For me, the interesting part about the episode was when the main guest, Dr. Christine Porath from Georgetown University, discussed the impacts of incivility. Porath is a behavioral scientist and the co-author of the book, The Cost of Bad Behavior—How Incivility Damages Your Business And What You Can Do about It. Porath likened stress to a virus that spreads from person to person, with rude and uncivil acts as being one of the main transmission systems. During the discussion, Porath shared her research that examined the cognitive impacts to encountering or witnessing rude behavior. In a study published in Organizational Dynamics, Porath and her colleagues conducted a series of experiments and found that:
“(I)ncivility impairs working memory, which in turn negatively impacts both performance and creativity. Working memory has three main functions – the verbal function, the visual function, and the central function responsible for higher order cognitive tasks; incivility impairs all three. What’s more, this effect occurs in the absence of a specific uncivil event; simply having incivility on one’s mind has been shown to decrease working memory performance. This is important because it suggests that even being in a workplace that has a climate of incivility may impair workers’ creativity and performance. Incivility robs people of cognitive resources, disrupts all three components of working memory, and ultimately hijacks performance.” (p. 259)

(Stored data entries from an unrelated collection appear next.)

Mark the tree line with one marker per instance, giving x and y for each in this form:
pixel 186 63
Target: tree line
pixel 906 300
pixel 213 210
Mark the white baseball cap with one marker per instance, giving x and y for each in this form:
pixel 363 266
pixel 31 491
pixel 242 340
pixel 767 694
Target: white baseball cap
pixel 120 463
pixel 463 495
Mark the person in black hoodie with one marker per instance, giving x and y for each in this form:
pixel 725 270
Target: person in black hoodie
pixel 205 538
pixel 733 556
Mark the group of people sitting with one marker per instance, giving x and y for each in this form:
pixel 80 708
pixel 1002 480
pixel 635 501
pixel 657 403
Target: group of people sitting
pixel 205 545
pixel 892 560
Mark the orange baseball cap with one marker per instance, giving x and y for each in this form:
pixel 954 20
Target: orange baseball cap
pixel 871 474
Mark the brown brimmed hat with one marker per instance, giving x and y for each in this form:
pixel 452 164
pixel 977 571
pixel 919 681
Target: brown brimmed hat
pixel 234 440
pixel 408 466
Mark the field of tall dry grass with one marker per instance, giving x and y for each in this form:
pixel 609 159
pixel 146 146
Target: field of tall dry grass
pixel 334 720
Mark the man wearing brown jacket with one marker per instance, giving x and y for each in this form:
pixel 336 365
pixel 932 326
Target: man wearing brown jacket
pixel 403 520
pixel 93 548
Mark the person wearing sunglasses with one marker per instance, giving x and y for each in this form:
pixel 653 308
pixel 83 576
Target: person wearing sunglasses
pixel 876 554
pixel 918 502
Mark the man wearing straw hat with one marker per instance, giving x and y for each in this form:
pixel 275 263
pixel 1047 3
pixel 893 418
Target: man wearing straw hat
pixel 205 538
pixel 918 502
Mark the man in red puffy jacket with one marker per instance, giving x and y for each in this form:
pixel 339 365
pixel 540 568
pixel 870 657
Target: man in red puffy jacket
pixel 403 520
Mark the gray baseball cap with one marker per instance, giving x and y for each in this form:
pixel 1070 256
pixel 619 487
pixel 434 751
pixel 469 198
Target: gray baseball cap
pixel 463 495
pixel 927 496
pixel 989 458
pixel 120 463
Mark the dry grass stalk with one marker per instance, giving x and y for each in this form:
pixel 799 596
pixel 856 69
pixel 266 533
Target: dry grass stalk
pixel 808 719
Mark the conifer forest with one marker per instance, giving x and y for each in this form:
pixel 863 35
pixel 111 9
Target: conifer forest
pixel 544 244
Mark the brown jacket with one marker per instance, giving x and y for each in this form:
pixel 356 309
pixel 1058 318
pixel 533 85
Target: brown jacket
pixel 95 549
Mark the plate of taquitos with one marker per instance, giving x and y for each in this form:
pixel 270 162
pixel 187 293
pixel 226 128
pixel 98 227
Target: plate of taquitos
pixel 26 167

That’s some pretty serious stuff, but it might also be the solution. Maybe recognizing the harmful impacts of rude behaviors could cause some people to act differently. While I’ve sent my share of harshly worded emails and angry texts under moments of stress, recognizing those impacts may help me to communicate less rudely in the future. Beyond that, I’m also going to work to put more positive energy into the world. While Porath spent most of the Hidden Brain episode discussing incivility, she has also researched the impacts of civility, too. She outlines some of her work on a post titled How civility matters for you and your network. She writes that just like stress spreads like a virus, research shows that “civility is contagious – the benefits spreading as friends and friends of friends reciprocate civility.” So, while incivility is on the rise, maybe we could spread some civility, too.
Porath, C. L., Foulk, T., & Erez, A. (2015). How incivility hijacks performance: It robs cognitive resources, increases dysfunctional behavior, and infects team dynamics and functioning. Organizational Dynamics. 44(4), p. 258-265.